While it retains the book’s period setting, it’s a fresh, innovative retelling, which makes an inspired decision to present each of the four episodes from a different character’s point of view, giving it an immersive quality that is intensified by the queasy, over-saturated visuals and White Lotus composer Cristobal Tapia de Veer’s disturbing, discordant score.
6. A Knight of the Seven Kingdoms
This lively standalone series may be a prequel to Game of Thrones, taking place in author George RR Martin’s familiar world, but its refreshing wit and lightness set it apart. There is no cutthroat palace intrigue because the immensely likeable hero is the impoverished Ser Duncan (Peter Claffey) – low in rank, tall in height and possibly not even a real knight, given the dubious way he was made one.

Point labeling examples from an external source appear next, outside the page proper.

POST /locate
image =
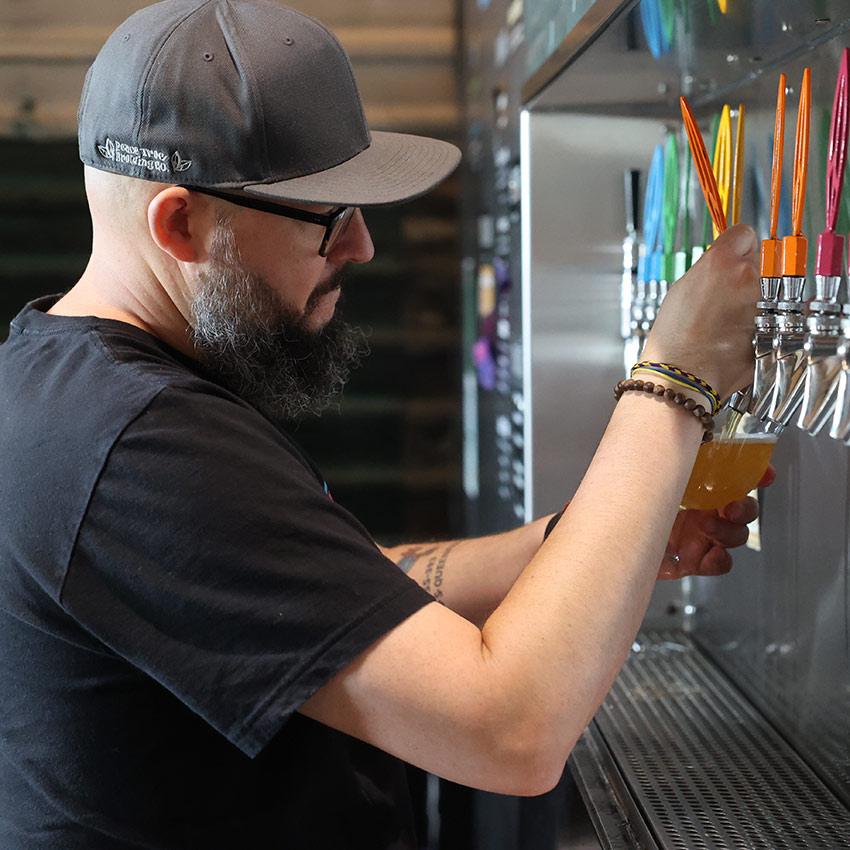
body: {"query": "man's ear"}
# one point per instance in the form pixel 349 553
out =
pixel 180 222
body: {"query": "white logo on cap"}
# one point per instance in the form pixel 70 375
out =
pixel 147 158
pixel 179 164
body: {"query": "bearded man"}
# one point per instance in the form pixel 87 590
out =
pixel 198 647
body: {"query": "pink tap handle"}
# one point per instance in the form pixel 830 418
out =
pixel 830 245
pixel 837 157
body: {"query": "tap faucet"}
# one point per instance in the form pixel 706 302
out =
pixel 790 339
pixel 764 374
pixel 840 424
pixel 789 346
pixel 824 351
pixel 826 345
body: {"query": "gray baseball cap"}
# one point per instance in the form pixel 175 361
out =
pixel 248 95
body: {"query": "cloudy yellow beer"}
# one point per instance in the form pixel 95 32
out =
pixel 726 470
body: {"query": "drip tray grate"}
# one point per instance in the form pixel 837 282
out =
pixel 701 766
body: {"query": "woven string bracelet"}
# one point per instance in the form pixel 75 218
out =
pixel 670 394
pixel 683 379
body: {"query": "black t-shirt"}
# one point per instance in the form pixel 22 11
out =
pixel 174 583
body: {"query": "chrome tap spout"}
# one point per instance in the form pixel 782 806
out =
pixel 824 346
pixel 764 374
pixel 789 352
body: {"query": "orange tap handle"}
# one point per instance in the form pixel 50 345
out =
pixel 794 247
pixel 771 249
pixel 722 164
pixel 778 150
pixel 801 153
pixel 703 167
pixel 738 173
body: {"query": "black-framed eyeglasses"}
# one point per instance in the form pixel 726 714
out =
pixel 335 222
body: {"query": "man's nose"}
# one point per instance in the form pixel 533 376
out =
pixel 355 245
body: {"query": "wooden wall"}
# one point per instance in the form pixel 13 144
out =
pixel 404 56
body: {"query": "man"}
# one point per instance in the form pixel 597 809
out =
pixel 198 647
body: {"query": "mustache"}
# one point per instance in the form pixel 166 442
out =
pixel 334 282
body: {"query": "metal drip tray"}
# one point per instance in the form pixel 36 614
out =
pixel 677 758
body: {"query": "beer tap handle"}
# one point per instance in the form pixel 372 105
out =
pixel 722 163
pixel 703 167
pixel 631 180
pixel 738 173
pixel 771 249
pixel 830 245
pixel 794 247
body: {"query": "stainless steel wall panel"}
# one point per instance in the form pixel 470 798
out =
pixel 779 624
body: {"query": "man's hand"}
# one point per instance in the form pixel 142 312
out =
pixel 701 538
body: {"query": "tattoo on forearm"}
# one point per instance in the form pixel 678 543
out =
pixel 434 570
pixel 412 555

His clever sidekick and squire is an even more likeable character, a sardonic little boy known as Egg (the delightful Dexter Sol Ansell). There is colourful medieval-style action at a jousting tournament, but the characters are the point here.
7. The Comeback
Lisa Kudrow’s mockumentary about a sitcom actress, the irrepressible Valerie Cherish, desperate to stay relevant, has had a fascinating trajectory. Initially cancelled after just one season in 2005, before garnering a cult following, it has subsequently returned every 10 years to reflect on the state of Film, TV and popular culture in scathingly hilarious style.
This third run takes on Hollywood’s looming AI crisis as Valerie signs up to appear in a new multi-camera comedy written by a machine, her qualms outweighed by her need to keep her career afloat. Sharply satirical, but with a more poignant and searching undertow of melancholy than ever, it’s a sophisticated piece of work, but most importantly, it’s still laugh-out-loud hilarious.
8. Rooster
Steve Carell is a comic master at turning unlikely characters into lovable, messy heroes. And Bill Lawrence, co-creator of Ted Lasso, Shrinking and many other series, makes shows that are heartfelt without being saccharine or feeling fake. They’ve combined those strengths in this smart sitcom that isn’t afraid to be silly. The premise is beyond improbable: Greg Russo, a writer of commercial novels, is hired to teach at a college he happened to be visiting to check in on his daughter, an art history professor going through a messy public divorce from a colleague.
But Carell soars above the goofy premise. So does the ensemble cast, including Danielle Deadwyler, Phil Dunster (Jamie on Ted Lasso) and John C McGinley, who is especially funny as the college’s benign, clueless, gossipy dean.
9. Bait
If there’s one good thing to come out of the endless, exhausting speculation game that is the hunt for the next James Bond, it’s this inspired, very meta show created by and starring Riz Ahmed. It sees the British-Pakistani Oscar nominee play Shah Latif, a down-on-his-luck actor, formerly a rising star, now broke, who gets an audition to play 007.
After he then deliberately gets himself papped leaving the building, he finds himself at the centre of a media circus – one that leads to attacks on all sides, from those who believe Bond should remain a white man, to Muslim peers who think he’s selling out by taking on such an establishment role. What’s most exciting about Bait is how determinedly it evades classification: through its six sub-half-hour episodes, it manages to at once be a penetrating industry satire about the knotty issue of “representation”, a delightful family comedy, and an involving psycho-drama.
10. The Pitt
Anchored by Noah Wyle’s intense, empathetic performance as Dr Robby, this compelling medical series found an ideal formula that it carries seamlessly into season two. As it goes through a single 15-hour shift at a Pittsburgh trauma centre in real time, it captures, often in gut-wrenching detail, the life-or-death stakes and the personal stories of the doctors, nurses and other staff.
But even patients who are treated briefly emerge as vivid characters rather than case studies, in line with the show’s humane tone. The latest season arrived in the US before the first landed in the UK last month, but even for viewers catching up it’s no spoiler to say that Robby, who has a kind of PTSD from years of treating patients who can’t always be saved, is more on edge than ever.